Zen 38, CC 3.0

Le maire de Lecci (Corse) interdit le port du burkini sur les plages

Création : 9 août 2024

Auteur : Guillaume Baticle, doctorant en droit public

Relecteur : Bertrand-Léo Combrade, professeur de droit public à l’Université de Poitiers

Liens d’intérêts ou fonctions politiques déclarés des intervenants à l’article : aucun

Source : Corse Matin, 7 août 2024

Interdire le port du burkini sur les plages est illégal, sauf à démontrer l’existence de troubles à l’ordre public.

Chaque été rime avec vacances, soleil, plages, et arrêtés anti-burkini. Fidèle à la tradition estivale, le maire de la commune corse de Lecci a pris un arrêté pour interdire le port de ce vêtement de baignade utilisé par les femmes musulmanes. Une fois n’est pas coutume, Les Surligneurs sont présents pour rappeler qu’un tel arrêté est illégal.

Liberté vestimentaire sur les plages

À la plage, la liberté vestimentaire règne, dès lors que la décence est respectée. Le Conseil d’État protège cette liberté. Il a expressément affirmé en 2016, face au maire de Villeneuve-Loubet qui avait interdit les burkinis à la plage, que le port de ce vêtement n’est pas incompatible avec le principe de laïcité tout en pouvant être à l’origine de troubles à l’ordre public. En l’espèce, toutefois, selon le juge “il ne résulte pas de l’instruction que des risques de trouble à l’ordre public aient résulté, sur les plages de la commune de Villeneuve-Loubet, de la tenue adoptée en vue de la baignade par certaines personnes”.

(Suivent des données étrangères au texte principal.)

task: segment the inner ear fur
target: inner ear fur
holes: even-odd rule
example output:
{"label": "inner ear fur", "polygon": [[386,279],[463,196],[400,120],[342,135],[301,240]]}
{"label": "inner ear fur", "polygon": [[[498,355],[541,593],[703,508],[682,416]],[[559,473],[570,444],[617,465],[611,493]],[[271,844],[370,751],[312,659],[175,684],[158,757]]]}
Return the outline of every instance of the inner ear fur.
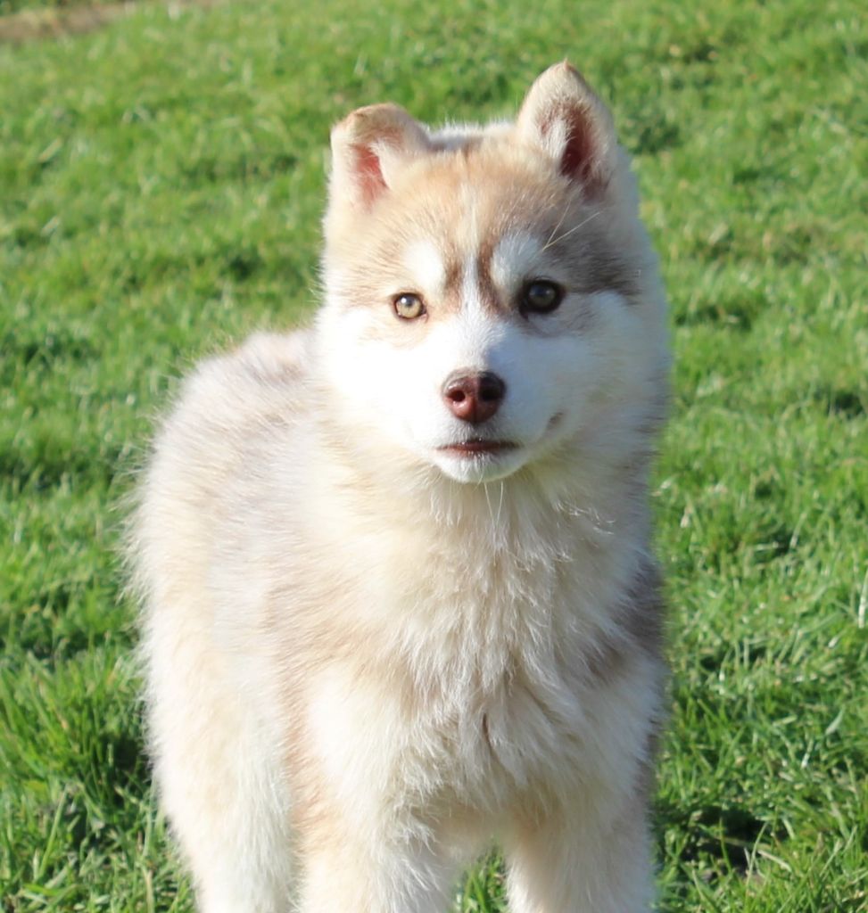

Autrement dit, le burkini ne pose en soi aucun problème d’ordre public sur les plages, que ce soit sur le plan sécuritaire ou sanitaire. Au passage, le juge a rejeté l’argument de la laïcité, qui ne s’applique pas sur les plages mais dans les services publics et pour les seuls agents publics, pas les usagers.

Seule réserve : les troubles à l’ordre public

Le port de ce vêtement peut susciter des troubles à l’ordre public, selon les circonstances. Le juge avait ainsi donné raison au maire de Sisco (Corse) qui avait interdit temporairement le burkini sur certaines plages de la commune en 2017. Motif : une “violente altercation entre un groupe de familles d’origine maghrébine dont, selon plusieurs témoignages concordants, les femmes portaient sur la plage une tenue dénommée “hijab” ou “burka”, et une quarantaine d’habitants de la commune”. Cette rixe avait nécessité l’intervention d’une “centaine de CRS et de gendarmes qui ont dû établir un périmètre de sécurité autour des trois familles afin d’éviter leur lynchage par la population et avait abouti à l’hospitalisation de cinq personnes, ainsi qu’à l’incendie de trois véhicules”. En outre, le juge avait validé la décision du maire corse, en raison de son caractère provisoire et limité à certaines plages de la commune.

En l’occurrence, le maire le Lecci justifie son arrêté par le climat géopolitique tendu, facteur de troubles à l’ordre public. La préfecture a annoncé que cet arrêté fera l’objet d’un contrôle de légalité et saisira le Tribunal administratif si besoin.